Chez les malades en réanimation et en période périopératoire, l'hyperglycémie résulte essentiellement d'une élévation initiale des hormones de contre-régulation, ainsi que d'une insulinorésistance persistante favorisée par l'inflammation. L'utilisation du glucose est régulée grâce à des transporteurs spécifiques. Le transporteur facilitateur GLUT-4 est stimulé par l'insuline. Toute agression induit une hyperglycémie (diabète de stress), dont les mécanismes sont multiples. Dans ces situations, l'hyperglycémie est une adaptation au stress. L'insuline exerce un rôle anti-inflammatoire et augmente la production d'espèces réactives oxygénées.

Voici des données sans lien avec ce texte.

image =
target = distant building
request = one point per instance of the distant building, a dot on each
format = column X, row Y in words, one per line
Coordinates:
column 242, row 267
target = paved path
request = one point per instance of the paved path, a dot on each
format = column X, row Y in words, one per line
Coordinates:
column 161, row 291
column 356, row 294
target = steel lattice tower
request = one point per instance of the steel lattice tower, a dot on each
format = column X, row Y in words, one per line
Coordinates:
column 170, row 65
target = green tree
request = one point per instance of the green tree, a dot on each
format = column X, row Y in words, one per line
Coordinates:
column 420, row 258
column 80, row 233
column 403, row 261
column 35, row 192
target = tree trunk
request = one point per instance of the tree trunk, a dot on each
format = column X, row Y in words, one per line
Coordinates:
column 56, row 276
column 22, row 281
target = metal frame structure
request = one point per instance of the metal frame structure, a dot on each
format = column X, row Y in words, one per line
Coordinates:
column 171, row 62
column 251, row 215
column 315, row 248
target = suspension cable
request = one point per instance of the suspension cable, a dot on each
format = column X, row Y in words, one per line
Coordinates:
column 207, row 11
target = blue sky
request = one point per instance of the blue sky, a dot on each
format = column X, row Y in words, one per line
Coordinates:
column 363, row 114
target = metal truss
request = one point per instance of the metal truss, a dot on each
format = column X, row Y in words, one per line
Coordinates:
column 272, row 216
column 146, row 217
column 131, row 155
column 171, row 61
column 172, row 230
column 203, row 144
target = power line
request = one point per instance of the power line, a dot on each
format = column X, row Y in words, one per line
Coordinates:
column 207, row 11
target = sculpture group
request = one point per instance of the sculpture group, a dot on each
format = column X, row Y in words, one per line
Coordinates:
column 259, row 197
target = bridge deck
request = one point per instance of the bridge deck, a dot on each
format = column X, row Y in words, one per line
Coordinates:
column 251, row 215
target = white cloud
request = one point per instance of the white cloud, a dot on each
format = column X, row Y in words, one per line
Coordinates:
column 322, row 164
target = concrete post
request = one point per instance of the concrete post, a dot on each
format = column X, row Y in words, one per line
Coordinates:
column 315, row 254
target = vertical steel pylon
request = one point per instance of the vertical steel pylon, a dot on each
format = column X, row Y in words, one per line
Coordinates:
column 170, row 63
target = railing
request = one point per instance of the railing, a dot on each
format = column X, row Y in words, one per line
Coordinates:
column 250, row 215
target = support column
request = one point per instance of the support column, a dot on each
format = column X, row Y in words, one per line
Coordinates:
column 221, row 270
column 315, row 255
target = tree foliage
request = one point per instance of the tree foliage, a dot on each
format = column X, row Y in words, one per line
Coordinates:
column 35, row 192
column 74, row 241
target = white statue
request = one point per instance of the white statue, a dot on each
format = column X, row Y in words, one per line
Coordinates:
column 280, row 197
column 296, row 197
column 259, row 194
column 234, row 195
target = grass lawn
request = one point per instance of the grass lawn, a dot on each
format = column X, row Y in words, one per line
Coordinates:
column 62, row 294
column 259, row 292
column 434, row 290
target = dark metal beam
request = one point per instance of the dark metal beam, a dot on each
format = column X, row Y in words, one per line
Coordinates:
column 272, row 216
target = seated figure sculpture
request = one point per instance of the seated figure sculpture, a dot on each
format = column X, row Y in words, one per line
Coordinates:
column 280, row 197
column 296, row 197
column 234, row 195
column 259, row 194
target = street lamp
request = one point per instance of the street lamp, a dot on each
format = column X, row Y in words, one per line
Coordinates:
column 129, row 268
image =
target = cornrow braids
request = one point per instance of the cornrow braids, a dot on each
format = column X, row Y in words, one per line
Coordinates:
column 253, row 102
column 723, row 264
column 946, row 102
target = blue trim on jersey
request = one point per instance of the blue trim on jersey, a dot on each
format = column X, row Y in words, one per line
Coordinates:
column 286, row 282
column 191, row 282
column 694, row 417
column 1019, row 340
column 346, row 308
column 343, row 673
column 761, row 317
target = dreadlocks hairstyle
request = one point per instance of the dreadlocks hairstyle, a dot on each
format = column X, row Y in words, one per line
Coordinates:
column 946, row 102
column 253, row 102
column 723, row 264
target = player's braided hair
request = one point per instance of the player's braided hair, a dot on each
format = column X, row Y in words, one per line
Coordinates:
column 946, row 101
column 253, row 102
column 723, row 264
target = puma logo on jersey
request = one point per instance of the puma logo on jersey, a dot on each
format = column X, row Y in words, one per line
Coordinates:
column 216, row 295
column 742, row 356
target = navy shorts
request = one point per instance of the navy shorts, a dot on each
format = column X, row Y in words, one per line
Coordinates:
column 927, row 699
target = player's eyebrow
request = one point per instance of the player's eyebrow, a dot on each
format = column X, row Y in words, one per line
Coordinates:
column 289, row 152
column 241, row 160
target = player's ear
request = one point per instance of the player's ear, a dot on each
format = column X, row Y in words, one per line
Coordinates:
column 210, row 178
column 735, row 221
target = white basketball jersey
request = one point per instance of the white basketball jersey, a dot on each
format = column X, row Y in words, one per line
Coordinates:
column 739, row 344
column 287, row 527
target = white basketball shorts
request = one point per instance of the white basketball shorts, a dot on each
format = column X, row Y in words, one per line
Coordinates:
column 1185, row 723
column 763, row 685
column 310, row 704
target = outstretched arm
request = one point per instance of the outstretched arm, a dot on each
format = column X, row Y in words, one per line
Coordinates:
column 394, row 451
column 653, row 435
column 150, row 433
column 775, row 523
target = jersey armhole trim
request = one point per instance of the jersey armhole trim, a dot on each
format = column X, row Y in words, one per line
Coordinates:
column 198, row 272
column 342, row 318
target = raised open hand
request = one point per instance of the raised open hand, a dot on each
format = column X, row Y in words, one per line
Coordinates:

L'apport exogène de glucose peut être délétère. L'hypoglycémie, quant à elle, est définie par une glycémie < 0,6 g/l (3,3 mmol/l) et l'hypoglycémie sévère par une glycémie < 0,4 g/l (2,2 mmol/l). Pour les experts, «il est possible que l'application de stratégies de contrôle glycémique strict expose à une augmentation de l'incidence des hypoglycémies sévères». Son risque neuronal apparaît lié à la reperfusion de glucose. La surveillance de la glycémie doit être vigilante pour dépister précocement les hypoglycémies, dont le diagnostic impose l'utilisation d'échantillons artériels ou veineux et non l'échantillon capillaire, qui surestime le plus souvent la glycémie. Les recommandations précisent également qu'il faut probablement exercer un contrôle du niveau glycémique avec une cible inférieure à 1,1 g/l (6,1 mmol/l) chez les adultes en réanimation, afin de diminuer les complications pendant l'hospitalisation ; qu'il faut exercer un contrôle strict de la glycémie (< 1,1 g/l ou 6,1 mmol/l) chez les adultes chirurgicaux de réanimation et, enfin, qu'il faut maintenir une glycémie < 1,1 g/l (6,1 mmol/l) en réanimation après chirurgie cardiaque.

Un protocole écrit est indispensable.

Ces recommandations font essentiellement suite aux travaux de G. van den Berghe qui ont montré l'intérêt majeur de l'insulinothérapie intensive chez les malades de réanimation, notamment après chirurgie cardiaque. Cet auteur a également mis en évidence le bénéfice en réanimation médicale, mais au prix d'hypoglycémies nombreuses et d'une surmortalité chez les patients normoglycémiques hospitalisés moins de trois jours. Deux grandes études européennes, VISEP et GLUCONTROL, réalisées afin de confirmer ces données, ont été prématurément interrompues du fait du nombre élevé d'hypoglycémies graves. Les métaanalyses récentes ne remettent pas en cause les recommandations, dans l'attente des résultats de la Normoglycaemia in Intensive Care Evaluation and Survival Using Glucose Algorithm Regulation (NICE-SUGAR) Study. Par ailleurs, la perfusion de glucose-insuline-potassium n'a probablement pas d'effet bénéfique si le niveau glycémique n'est pas contrôlé. Concernant le jeûne glucidique préopératoire de plus de 12 heures, il aggrave l'insulinorésistance périopératoire. Il faut autoriser les liquides clairs (dont 100 g d'hydrates de carbone) jusqu'à 2-3 heures avant l'intervention. Dans le cas particulier du diabétique, le bénéfice d'un contrôle strict de la glycémie sur la morbi-mortalité n'est pas démontré. Enfin, la réalisation pratique du contrôle glycémique nécessite la mise en place d'un protocole écrit adapté au fonctionnement de la structure de travail.